You can upload log files to Object Storage Service (OSS) for storage. Then, you can import the log data from OSS to Log Service and perform supported operations on the data in Log Service. For example, you can query, analyze, and transform the data. You can import only the OSS objects that are no more than 5 GB in size to Log Service. If you want to import a compressed object, the size of the compressed object must be no more than 5 GB.

Prerequisites

  • Log files are uploaded to an OSS bucket. For more information, see Upload objects.
  • A project and a Logstore are created. For more information, see Create a project and Create a Logstore.
  • Log Service is authorized to assume the AliyunLogImportOSSRole role to access your OSS resources. You can complete the authorization on the Cloud Resource Access Authorization page.
    If you use a RAM user, you must grant the PassRole permission to the RAM user. The following example shows a policy that you can use to grant the PassRole permission. For more information, see Create a custom policy and Grant permissions to a RAM user.
    {
       "Statement": [
        {
          "Effect": "Allow",
          "Action": "ram:PassRole",
          "Resource": "acs:ram:*:*:role/aliyunlogimportossrole"
        }
      ],
      "Version": "1"
    }        

Create a data import configuration

Note OSS objects of the Normal type support object-level marks. After an object of this type is modified, all data of the object is imported to Log Service. OSS objects of the Appendable type support row-level marks. After an object of this type is modified, only the appended data is imported to Log Service.
  1. Log on to the Log Service console.
  2. On the Data Import tab in the Import Data section, click OSS - Data Import.
  3. Select the project and Logstore. Then, click Next.
  4. In the Configure Import Settings step, create a data import configuration.
    1. In the Specify Data Source step, configure the parameters. The following table describes the parameters.
      Parameter Description
      Config Name The name of the data import configuration.
      OSS Region The region where the OSS bucket resides. The OSS bucket stores the OSS objects that you want to import to Log Service.

      If the OSS bucket and the Log Service project reside in the same region, no Internet traffic is generated, and data is transferred at a high speed.

      Bucket The OSS bucket.
      Folder Prefix The directory of the OSS objects. If you configure this parameter, the system can find the OSS objects that you want to import in a more efficient manner. For example, if the OSS objects that you want to import are stored in the csv/ directory, you can set this parameter to csv/.

      If you leave this parameter empty, the system traverses the entire OSS bucket to find the OSS objects.

      Regular Expression Filter The regular expression that is used to filter OSS objects. Only the objects whose names match the regular expression are imported. The names include the paths of the objects. By default, this parameter is empty, which indicates that no filtering is performed.

      For example, if an OSS object that you want to import is named testdata/csv/bill.csv, you can set this parameter to (testdata/csv/)(.*).

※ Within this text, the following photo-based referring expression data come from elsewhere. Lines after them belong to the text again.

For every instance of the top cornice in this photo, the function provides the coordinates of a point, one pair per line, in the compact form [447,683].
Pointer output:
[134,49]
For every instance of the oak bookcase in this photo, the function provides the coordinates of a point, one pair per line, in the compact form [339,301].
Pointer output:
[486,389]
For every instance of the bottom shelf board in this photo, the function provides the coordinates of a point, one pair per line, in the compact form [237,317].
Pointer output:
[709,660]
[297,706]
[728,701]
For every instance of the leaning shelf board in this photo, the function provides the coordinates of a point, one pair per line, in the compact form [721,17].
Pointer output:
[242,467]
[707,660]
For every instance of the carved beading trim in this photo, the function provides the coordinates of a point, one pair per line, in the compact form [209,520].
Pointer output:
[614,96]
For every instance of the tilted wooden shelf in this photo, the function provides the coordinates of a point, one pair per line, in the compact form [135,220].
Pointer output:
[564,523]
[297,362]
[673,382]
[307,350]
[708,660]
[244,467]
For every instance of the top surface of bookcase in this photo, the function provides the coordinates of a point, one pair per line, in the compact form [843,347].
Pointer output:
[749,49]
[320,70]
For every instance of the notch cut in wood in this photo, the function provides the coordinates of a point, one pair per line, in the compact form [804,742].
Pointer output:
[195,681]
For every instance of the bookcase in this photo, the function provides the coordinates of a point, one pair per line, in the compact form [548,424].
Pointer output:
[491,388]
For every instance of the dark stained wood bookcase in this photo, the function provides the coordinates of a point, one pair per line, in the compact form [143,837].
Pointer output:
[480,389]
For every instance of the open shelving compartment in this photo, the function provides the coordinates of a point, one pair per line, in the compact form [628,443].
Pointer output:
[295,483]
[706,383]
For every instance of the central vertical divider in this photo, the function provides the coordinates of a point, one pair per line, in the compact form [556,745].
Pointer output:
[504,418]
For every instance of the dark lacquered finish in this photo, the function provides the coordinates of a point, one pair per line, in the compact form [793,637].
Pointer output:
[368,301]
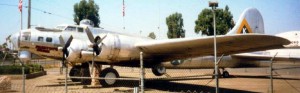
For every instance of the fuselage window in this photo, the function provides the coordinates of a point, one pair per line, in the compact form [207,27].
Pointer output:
[80,29]
[48,39]
[70,28]
[41,39]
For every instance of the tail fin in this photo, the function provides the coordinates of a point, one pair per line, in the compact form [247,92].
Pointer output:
[250,21]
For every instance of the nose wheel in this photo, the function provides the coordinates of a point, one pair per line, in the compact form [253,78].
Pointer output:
[109,75]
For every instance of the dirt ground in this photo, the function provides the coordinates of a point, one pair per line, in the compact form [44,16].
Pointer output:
[246,80]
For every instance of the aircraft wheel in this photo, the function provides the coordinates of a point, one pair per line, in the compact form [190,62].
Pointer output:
[75,71]
[225,74]
[158,70]
[85,73]
[108,73]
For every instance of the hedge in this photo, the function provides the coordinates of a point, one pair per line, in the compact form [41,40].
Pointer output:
[17,69]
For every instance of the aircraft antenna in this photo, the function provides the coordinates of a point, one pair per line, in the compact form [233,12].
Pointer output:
[123,15]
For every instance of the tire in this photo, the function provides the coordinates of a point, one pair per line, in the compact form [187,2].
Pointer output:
[85,73]
[75,71]
[158,70]
[225,74]
[108,73]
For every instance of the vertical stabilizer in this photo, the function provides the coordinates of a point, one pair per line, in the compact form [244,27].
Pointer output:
[250,21]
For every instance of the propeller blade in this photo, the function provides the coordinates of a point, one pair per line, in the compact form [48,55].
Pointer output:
[90,35]
[62,41]
[65,48]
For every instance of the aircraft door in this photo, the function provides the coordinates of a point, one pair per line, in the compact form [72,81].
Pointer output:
[115,48]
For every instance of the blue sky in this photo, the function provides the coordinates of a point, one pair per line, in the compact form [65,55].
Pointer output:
[145,16]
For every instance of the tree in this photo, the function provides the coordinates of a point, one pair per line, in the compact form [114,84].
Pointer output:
[175,26]
[86,10]
[152,35]
[204,23]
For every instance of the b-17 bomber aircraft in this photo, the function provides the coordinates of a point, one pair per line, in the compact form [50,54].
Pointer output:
[82,44]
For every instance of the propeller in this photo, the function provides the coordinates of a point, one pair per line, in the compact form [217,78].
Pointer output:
[65,48]
[95,41]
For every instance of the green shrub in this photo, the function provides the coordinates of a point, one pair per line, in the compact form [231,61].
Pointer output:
[31,68]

      Data Format The format of the OSS objects. Valid values:
      • CSV: You can specify the first line of an OSS object as field names or specify custom field names. All lines except the first line are parsed as the values of log fields.
      • Single-line JSON: An OSS object is read line by line. Each line is parsed as a JSON object. The fields in JSON objects are log fields.
      • Parquet: An OSS object is automatically parsed into the format that is supported by Log Service. You do not need to configure further settings. If you use this format, you cannot preview data.
      • Single-line Text: Each line in an OSS object is parsed as a log.
      • Multi-line Text: Multiple lines in an OSS object are parsed as a log. You can specify a regular expression to match the first line or the last line for a log.
      Compression Format The compression format of the OSS objects that you want to import. Log Service decompresses the OSS objects based on the specified format to read data.
      Encoding Format The encoding format of the OSS objects that you want to import.
      Restore Archived Files If the OSS objects are Archive objects, Log Service cannot read data from the objects unless the objects are restored. If you turn on this switch, Archive objects are automatically restored.
      Note
      • It takes approximately 1 minute to restore Archive objects, which may cause the first preview to time out. If the first preview times out, you must wait for a period of time and try again.
      • Cold Archive objects cannot be imported. If you want to import Cold Archive objects, you must restore the objects by using OSS API operations first. For more information, see Cold Archive.
    2. Click Preview. The preview results are displayed.
    3. Confirm the preview results and click Next.
    4. In the Specify Data Type step, configure the parameters. The following tables describe the parameters.
      • Parameters related to log time
        Parameter Description
        Use System Time Specify whether to use the system time.
        • If you turn on Use System Time, the time field of a parsed log indicates the system time at which the log is imported.
        • If you turn off Use System Time, you must manually specify the time field and time format.
        Note We recommend that you turn on Use System Time. You can configure an index for the time field and use the index to query logs. If you import historical data to a Logstore and the data was generated earlier than the current time minus the data retention period of the Logstore, you cannot query the data in the Log Service console. For example, if you import data that was generated seven days ago to a Logstore whose data retention period is seven days, no results are returned when you query the data in the Log Service console.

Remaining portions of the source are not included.